By Jeffrey Marcus
The Wu-Tang Clan didn't release its debut album a quarter-century ago for fans to explore only two or three of the 36 chambers. The celebrated rap collective's "Enter The Wu-Tang (36 Chambers)" presented a fully formed universe of kung fu-inspired hip hop to be experienced uncut.
“When we create a body of work, I like that everyone, they heard the body of work," said Ghostface Killah, one of the group's nine MCs. But that may not be how most people listen to music now, with the rise of streaming services.
Ghostface Killah was rueful: "I’m going to paint this picture for you, but yet you’re going to dissect it and take just one?”
Four members of the Wu-Tang Clan shared with Cheddar's Hope King how the expansive ethos of their 1993 debut album ー complete with imagined Shaolin culture and deeply textured lyrics and soulful samples ー remains their signature, even if the music business has fractured.

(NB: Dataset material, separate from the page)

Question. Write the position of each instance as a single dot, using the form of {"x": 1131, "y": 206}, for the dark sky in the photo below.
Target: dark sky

“Streaming definitely started off with bad economics but those economics are starting to balance themselves out,” said RZA, a founding member of the group.

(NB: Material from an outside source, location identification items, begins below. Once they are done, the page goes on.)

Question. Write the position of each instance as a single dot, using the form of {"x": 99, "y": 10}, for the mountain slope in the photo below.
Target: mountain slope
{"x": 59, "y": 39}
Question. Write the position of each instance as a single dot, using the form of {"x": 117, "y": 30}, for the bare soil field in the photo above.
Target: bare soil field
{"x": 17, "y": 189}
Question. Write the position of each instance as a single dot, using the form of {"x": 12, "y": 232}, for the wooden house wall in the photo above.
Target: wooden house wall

Though the Wu-Tang Clan maintains its attachment to the album format, Cappadonna, another of the group's MCs (remember, there are a lot of them) said streaming services offer an important route for up-and-coming artists.
“It’s just putting it all out there, the streaming, the music, and creating more avenues for a lot of MCs and artists that don’t have a real chance to get their music heard,” he said.

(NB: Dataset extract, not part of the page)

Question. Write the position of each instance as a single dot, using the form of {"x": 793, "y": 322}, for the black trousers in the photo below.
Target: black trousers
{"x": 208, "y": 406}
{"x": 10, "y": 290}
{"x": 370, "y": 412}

RZA, however, questioned whether these young artists have the substance to add to the hip-hop canon, one song at a time.
“Hip hop is something that makes people entertained, provides avenues of economics for a lot of families, it expresses the culture of America, black culture, and also the diverse culture that America stand for and that's now the world culture," said RZA. “Hip hop is doing its job, but it could use some more substance.”
“Words should also contain wisdom,” he added.
The Wu-Tang Clan had that wisdom, real and invented, from the start, on albums that borrowed mystique from the legends that inspired kung-fu movies and soul music samples overlaid with intricate, often funny and boastful rhymes.
"Wisdom is an accumulation of experience, and some of these hip-hop artists haven't experienced what we've experienced," RZA said. "By the time we were 19, we experienced about 40 years of life."